Nayana Adassuriya
Nayana Adassuriya

Reputation: 24766

Keeping a value between web service calls

I need to keep a string list between each web service call in the web service side. Simply, this list should not discard after each web service call proceed. It's life time should with web service application start and finish with web service application stop. something like static variable in the applications.

How to implement such thing in C#.net web-service?

Upvotes: 1

Views: 6024

Answers (4)

Tuncay Oner
Tuncay Oner

Reputation: 59

You can write a singleton class in which you keep your references.

Upvotes: 0

Todd Bowles
Todd Bowles

Reputation: 1574

From what you've said, I think you're using an ASP.NET Web Service (please correct me if I am wrong).

You can create a static class that contains a some type of collection (Dictionary, HashSet, whatever) which you can then use to store your information. The upside is that this will be very fast, the downside is that every time the AppDomain for your service is recycled, your data will be purged. If this is not a problem, then this is probably the simplest option.

You can stop IIS from recycling your ASP.NET processes, but recycling exists for a reason, and I wouldn't suggest doing this unless you know what the impact will be.

With regards to the actual class, something like this would work:

public static class GlobalState
{
    private static HashSet<string> _ipAddresses;
    public static HashSet<string> IPAddresses
    {
        get
        {
            if (_ipAddresses == null) _ipAddresses = new HashSet<string>();
            return _ipAddresses
        }
    }
}

Then when you want to use it:

*** some code
if (GlobalState.IPAddresses.Contains(ipAddress))
*** some more code

Or however you want to leverage the static collection.

Update: I've done some further investigation, and it looks like if you want persistence between AppDomain restarts your choices are limited. Probably either database of some sort or disk.

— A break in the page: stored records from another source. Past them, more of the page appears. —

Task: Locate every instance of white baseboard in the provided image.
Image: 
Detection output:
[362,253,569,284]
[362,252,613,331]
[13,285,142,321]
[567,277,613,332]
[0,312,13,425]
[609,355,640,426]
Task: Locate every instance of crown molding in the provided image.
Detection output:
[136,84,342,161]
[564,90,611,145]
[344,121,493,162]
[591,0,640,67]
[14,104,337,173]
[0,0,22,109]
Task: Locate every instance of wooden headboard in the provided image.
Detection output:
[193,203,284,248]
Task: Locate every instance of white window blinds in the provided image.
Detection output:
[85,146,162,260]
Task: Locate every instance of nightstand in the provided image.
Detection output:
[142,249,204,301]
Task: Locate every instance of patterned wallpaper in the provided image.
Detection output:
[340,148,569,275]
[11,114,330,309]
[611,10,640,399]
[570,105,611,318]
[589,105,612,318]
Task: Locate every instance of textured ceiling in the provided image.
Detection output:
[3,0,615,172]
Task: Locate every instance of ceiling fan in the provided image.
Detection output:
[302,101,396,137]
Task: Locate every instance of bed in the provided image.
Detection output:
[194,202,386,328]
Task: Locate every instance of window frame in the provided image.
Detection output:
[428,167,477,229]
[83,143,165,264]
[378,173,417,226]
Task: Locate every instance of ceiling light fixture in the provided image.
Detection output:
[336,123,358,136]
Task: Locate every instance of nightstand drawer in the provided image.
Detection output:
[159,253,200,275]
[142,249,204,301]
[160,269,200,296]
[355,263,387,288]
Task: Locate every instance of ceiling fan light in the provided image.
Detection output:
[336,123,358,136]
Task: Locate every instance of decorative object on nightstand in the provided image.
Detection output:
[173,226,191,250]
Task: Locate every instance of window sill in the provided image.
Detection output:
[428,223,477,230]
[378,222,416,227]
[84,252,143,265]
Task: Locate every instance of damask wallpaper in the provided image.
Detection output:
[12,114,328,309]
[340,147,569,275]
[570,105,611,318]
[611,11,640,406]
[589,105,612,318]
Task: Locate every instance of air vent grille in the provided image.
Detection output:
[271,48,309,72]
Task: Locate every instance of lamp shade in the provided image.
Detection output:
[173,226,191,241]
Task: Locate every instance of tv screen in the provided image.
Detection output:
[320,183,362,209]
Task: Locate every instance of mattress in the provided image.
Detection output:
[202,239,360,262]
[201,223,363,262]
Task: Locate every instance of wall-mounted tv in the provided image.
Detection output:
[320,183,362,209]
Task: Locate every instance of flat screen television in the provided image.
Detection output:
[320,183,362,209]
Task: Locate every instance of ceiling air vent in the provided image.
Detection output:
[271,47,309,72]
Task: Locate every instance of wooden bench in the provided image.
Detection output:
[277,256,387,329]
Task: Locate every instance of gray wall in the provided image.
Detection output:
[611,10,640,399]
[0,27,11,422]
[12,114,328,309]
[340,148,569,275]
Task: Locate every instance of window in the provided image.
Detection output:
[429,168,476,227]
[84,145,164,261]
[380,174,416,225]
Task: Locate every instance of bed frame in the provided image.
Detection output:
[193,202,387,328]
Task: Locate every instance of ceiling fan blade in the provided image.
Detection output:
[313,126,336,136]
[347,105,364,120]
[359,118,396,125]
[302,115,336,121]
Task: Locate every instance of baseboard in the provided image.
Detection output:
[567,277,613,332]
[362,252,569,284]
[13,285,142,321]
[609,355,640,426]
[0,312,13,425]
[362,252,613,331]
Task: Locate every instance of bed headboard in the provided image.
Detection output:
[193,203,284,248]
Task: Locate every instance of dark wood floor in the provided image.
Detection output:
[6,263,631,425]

Also, the solution I gave above, while simple, is poor from a testability point of view, and doesn't take into account concurrency issues that can occur as a result of many multiple calls being made to the service at the same time.

I'd suggest going with something like the following:

public class Service : System.Web.Services.WebService
{
    public Service()
        : this(InMemoryTokensProvider.GetInstance())
    {

    }

    public Service(TokensProvider statePersister)
    {
        _tokens = statePersister;
    }

    private TokensProvider _tokens;

    [WebMethod]
    public string ServiceCall() 
    {
        if (_tokens.Contains("TestToken"))
        {
            return "Token was present!";
        }
        else
        {
            _tokens.Add("TestToken");
            return "Token was added!";
        }
    }
}

public interface TokensProvider
{
    void Add(string token);
    bool Contains(string token);
}

public class InMemoryTokensProvider : TokensProvider
{
    private static InMemoryTokensProvider _instance;
    public static TokensProvider GetInstance()
    {
        if (_instance == null) _instance = new InMemoryTokensProvider();

        return _instance;
    }

    private HashSet<string> _tokens = new HashSet<string>();
    public void Add(string token)
    {
        lock (_tokens)
        {
            _tokens.Add(token);
        }
    }

    public bool Contains(string token)
    {
        lock (_tokens)
        {
            return _tokens.Contains(token);
        }
    }
}

Upvotes: 2

Johann Blais
Johann Blais

Reputation: 9469

If you use WCF to create your services, you might want to consider using the SingleInstance mode for your host. It will allow you to keep data between calls. Only one instance will serve all requests, you can use attributes and properties to keep data in memory between calls.

WCF also supports sessions, you can keep the same instance to serve calls from one particular client.

In each case, the throughput will be impacted unless you authorize multithreaded access to your instance(s). Then you have to take care of the concurrency issues.

Another possible and probably better solution would be to use a persistent store to keep the data between multiples calls.

Upvotes: 0

user3221822
user3221822

Reputation:

In fact I think you can define a class-based or static global varible Dictionary:The Key is IP address, while the other string saves your value. You can use ContainsKey or related method to check whether the request IP exists or not and return the value from the dictionary, otherwises please add the new IP address into the dictionary.